My god, you are a bitter, mean-spirited, partisan whore. Who else could write such a sentence as you did?
What a McCain presidency now promises is another four years of Terri Schiavo and other artifacts of the cultural right. You remember Schiavo’s husband having to fight the Bush administration and Republican Congress to remove his wife — in a vegetative state for 15 years — from life support.
Why yes, yes I do, against her parent wishes, so he could get along with his life with his new paramour. And I remember the Democrat politicians, to a man (or woman) bent over backwards in their zeal to kill her. I really don’t think I’d bring that up as the Dems finest hour, Frooma. See, this all has a theme: the Democrats worry more about killing animals and terrorists than they do about protecting unborn (or even accidentally born!) babies or those who cannot speak for themselves.
One tries to untangle McCain’s political calculations. The Schiavo case, creationism and similar excesses appeal to a passionate but small slice of the electorate. They are one reason voters are booting Republicans out of power.
Ah ah ah, let’s not get ahead of ourselves now Frooma, even if Obama and the MSM seem to be measuring the curtains daily.
You can’t figure McCain. He had been doing well up to now — holding even with Obama in a dreadful year for Republicans and building support among the independents who call the shots in swing states. This Palin deal makes you question not only his judgment, but — if he really had vetted Sarah Palin — his sanity.
And we all know that Frooma Harrop can have nothing but the Republicans’ electoral goodwill in mind! McCain would do well to listen to this lady! Every word she speaks is loaded with leftist goodness!
I was so charmed I had to immediately put cyber pen to paper and dash her off an email to congratulate her on her triumph:
Please, NEVER stop writing. Listen, you, I and other intelligent people will know you were kidding, but middle America will never figure it out, and leftists will be so easy lapping it up they’ll never catch on, so keep up the good work. Calling Bristol Palin’s face “defiant and stupid”. Gving Palin hell for not staying with her kids while giving virtually every male politician the lief to leave them home with the Mrs: oh, well except for in the case of Biden, whose wife had tragically been killed. Those boys were probably with some nanny or other, so that’s ok.
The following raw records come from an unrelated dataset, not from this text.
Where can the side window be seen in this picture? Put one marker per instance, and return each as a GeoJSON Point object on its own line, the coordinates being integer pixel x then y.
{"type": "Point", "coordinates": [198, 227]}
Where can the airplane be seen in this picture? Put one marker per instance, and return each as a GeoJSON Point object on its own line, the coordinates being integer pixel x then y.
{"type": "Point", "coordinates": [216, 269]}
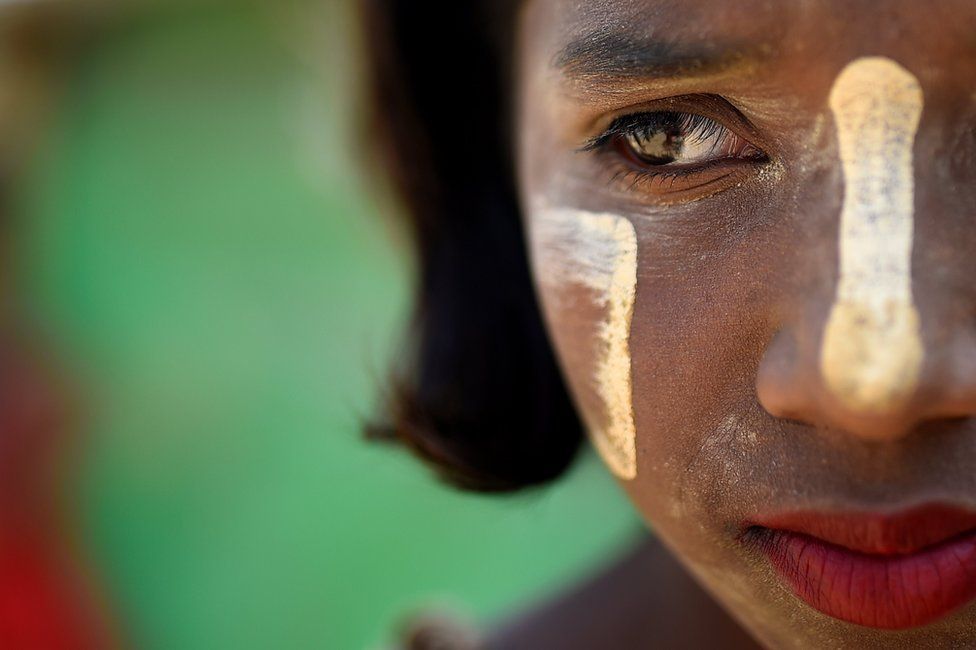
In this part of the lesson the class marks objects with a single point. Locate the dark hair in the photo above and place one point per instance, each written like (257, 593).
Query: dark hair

And playing the concern troll, acting as if you actually cared about McCain’s supposed damage from naming Palin, masterful! Of course, that’s harder to sell when all of the sudden McCain is going to be scoring SRO crowds and now has double the campaigning power, I mean, who would come out to hear BIDEN, fercrissakes, and Palin will be packing them in, but still, you made a good effort.
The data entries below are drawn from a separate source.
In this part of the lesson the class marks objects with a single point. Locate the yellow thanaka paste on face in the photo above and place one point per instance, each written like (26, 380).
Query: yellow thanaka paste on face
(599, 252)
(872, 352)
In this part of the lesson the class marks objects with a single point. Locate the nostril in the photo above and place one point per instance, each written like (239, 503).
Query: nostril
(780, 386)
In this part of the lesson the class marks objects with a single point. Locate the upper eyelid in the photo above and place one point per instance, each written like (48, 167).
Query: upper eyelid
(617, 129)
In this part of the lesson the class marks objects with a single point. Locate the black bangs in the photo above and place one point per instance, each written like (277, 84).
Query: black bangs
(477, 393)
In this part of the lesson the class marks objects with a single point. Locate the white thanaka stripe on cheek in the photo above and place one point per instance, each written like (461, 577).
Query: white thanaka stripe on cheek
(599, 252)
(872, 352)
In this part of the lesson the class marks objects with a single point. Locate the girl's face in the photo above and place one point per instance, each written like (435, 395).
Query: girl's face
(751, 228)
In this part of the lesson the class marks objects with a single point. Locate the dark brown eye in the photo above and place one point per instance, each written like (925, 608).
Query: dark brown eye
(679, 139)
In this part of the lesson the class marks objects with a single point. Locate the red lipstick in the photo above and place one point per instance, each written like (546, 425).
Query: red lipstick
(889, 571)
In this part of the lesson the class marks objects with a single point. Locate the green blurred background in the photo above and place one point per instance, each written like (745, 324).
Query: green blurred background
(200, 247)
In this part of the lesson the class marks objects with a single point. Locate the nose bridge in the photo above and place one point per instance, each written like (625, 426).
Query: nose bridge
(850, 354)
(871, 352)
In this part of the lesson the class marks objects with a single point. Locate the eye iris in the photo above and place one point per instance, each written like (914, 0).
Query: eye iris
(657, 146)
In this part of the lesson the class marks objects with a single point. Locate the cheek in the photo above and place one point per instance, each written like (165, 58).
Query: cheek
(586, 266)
One request, do you think you could write maybe 3-4 columns a week? It will prove invaluable toward driving voters to McCain if you can continue to write such snotty, smug, hateful, asinine, sexist, hare-brained, idiotic and counter-productive (for the Obama campaign! wink wink!) columns, but at a much greater rate. This will be a close election and we need to remind people just what asses the kind of people who back Obama are, and who will be in charge if he wins, you know, like the kind you pretend to be.
You almost had me fooled for a second but I says to the Missus, “no one could be this clueless to how stupid she sounds, not even a hard core leftist shill with a name like Frooma Harrop! That has GOT to be a put on!
You are probably doing better service than 20 columnists writing in support of McCain or criticizing Obama could. My hat’s off to you, lady.
JOHN MCCAIN/SARAH PALIN 2008
SARAH PALIN/JEB BUSH 2012!
Now excuse me, I have to take a hefty froma and then wipe my harrop.